Record of Decision System (RODS)
FEED MATERIALS PRODUCTION CENTER (USDOE)
|Site Name:||FEED MATERIALS PRODUCTION CENTER (USDOE)|
|Address:||2 MI W OF JUNCTION RT 128 & RT 126|
|City & State:||FERNALD OH 45030|
|NPL Status:||Currently on the Final NPL|
|ROD Type:||Record of Decision|
|Media:||soil, groundwater, surface water, sediment, air|
|Contaminant:||Radionuclides, uranium, thorium, silver, arsenic, lead, copper, cyanide, polychlorinated biphenyls (PCBs), polyaromatic hydrocarbons (PAHs), dioxins, furans, organic solvents|
Please note that the text in this document summarizes the Record of Decision for the purposes of facilitating searching and retrieving key text on the ROD. It is not the officially approved abstract drafted by the EPA Regional offices.

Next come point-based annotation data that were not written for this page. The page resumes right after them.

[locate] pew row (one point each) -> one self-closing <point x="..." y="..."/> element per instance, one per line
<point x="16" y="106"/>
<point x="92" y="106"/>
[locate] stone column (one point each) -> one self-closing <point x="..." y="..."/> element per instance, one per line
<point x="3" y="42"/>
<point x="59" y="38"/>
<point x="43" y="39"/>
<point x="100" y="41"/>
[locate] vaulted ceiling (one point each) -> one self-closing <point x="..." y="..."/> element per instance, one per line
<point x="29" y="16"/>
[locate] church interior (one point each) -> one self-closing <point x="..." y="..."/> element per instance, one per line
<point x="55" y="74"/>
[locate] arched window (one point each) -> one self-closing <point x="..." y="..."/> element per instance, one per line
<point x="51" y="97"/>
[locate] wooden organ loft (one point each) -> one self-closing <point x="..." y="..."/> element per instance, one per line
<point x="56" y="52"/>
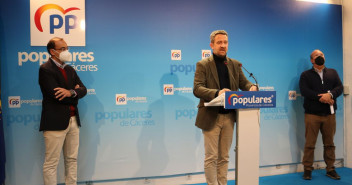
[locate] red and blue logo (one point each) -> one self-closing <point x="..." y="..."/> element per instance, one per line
<point x="121" y="99"/>
<point x="206" y="54"/>
<point x="56" y="20"/>
<point x="168" y="89"/>
<point x="175" y="54"/>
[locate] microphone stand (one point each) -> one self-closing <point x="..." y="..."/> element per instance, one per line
<point x="251" y="75"/>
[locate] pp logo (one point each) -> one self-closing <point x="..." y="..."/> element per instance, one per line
<point x="206" y="54"/>
<point x="292" y="95"/>
<point x="60" y="18"/>
<point x="176" y="55"/>
<point x="168" y="89"/>
<point x="121" y="99"/>
<point x="14" y="101"/>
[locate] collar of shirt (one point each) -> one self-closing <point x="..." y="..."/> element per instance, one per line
<point x="58" y="64"/>
<point x="320" y="73"/>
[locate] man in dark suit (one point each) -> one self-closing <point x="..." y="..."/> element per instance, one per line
<point x="320" y="86"/>
<point x="214" y="76"/>
<point x="61" y="88"/>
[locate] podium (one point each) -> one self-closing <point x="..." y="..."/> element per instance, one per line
<point x="248" y="104"/>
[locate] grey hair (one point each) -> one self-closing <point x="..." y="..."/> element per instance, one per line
<point x="214" y="33"/>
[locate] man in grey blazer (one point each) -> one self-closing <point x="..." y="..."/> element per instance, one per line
<point x="214" y="76"/>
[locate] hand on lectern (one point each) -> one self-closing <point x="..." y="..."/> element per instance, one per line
<point x="223" y="90"/>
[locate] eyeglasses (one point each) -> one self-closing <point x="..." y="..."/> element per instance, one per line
<point x="62" y="49"/>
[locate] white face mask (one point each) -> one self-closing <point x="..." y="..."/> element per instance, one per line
<point x="65" y="56"/>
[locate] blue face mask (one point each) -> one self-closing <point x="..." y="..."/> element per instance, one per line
<point x="319" y="61"/>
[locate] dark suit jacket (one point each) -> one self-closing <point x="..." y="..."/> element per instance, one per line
<point x="206" y="84"/>
<point x="55" y="113"/>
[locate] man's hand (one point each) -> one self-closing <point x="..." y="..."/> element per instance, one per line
<point x="326" y="98"/>
<point x="223" y="90"/>
<point x="62" y="93"/>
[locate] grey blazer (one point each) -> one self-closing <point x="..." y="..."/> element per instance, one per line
<point x="206" y="84"/>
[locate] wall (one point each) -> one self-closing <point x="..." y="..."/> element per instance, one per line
<point x="347" y="63"/>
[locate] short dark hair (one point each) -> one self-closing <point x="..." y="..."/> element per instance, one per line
<point x="51" y="43"/>
<point x="214" y="33"/>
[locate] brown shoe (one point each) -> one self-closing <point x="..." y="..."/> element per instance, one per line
<point x="332" y="174"/>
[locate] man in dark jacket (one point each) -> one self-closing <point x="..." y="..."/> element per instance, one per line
<point x="320" y="86"/>
<point x="61" y="88"/>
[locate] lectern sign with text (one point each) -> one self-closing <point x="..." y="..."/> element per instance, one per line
<point x="250" y="99"/>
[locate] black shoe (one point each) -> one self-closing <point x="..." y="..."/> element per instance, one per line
<point x="307" y="175"/>
<point x="332" y="174"/>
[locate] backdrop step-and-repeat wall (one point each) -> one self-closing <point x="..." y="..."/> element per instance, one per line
<point x="137" y="59"/>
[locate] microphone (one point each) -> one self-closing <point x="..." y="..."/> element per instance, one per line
<point x="250" y="75"/>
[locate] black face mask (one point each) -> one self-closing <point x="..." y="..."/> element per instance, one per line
<point x="319" y="61"/>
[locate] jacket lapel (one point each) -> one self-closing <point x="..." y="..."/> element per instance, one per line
<point x="231" y="69"/>
<point x="58" y="73"/>
<point x="214" y="71"/>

Once EPA Headquarters receives the official abstract, this text will be replaced.
The Feed Materials Production Center (FMPC), now known as the Fernald Environmental Management Project (FEMP) site is owned by the U.S. Department of Energy (DOE) and was operated from 1952 to 1989. While in operation, the uranium ore processing facility provided high-purity uranium metal products in support of the nation's defense program. Operable Unit 1 is located within the Waste Storage Area, where wastes were generated during production.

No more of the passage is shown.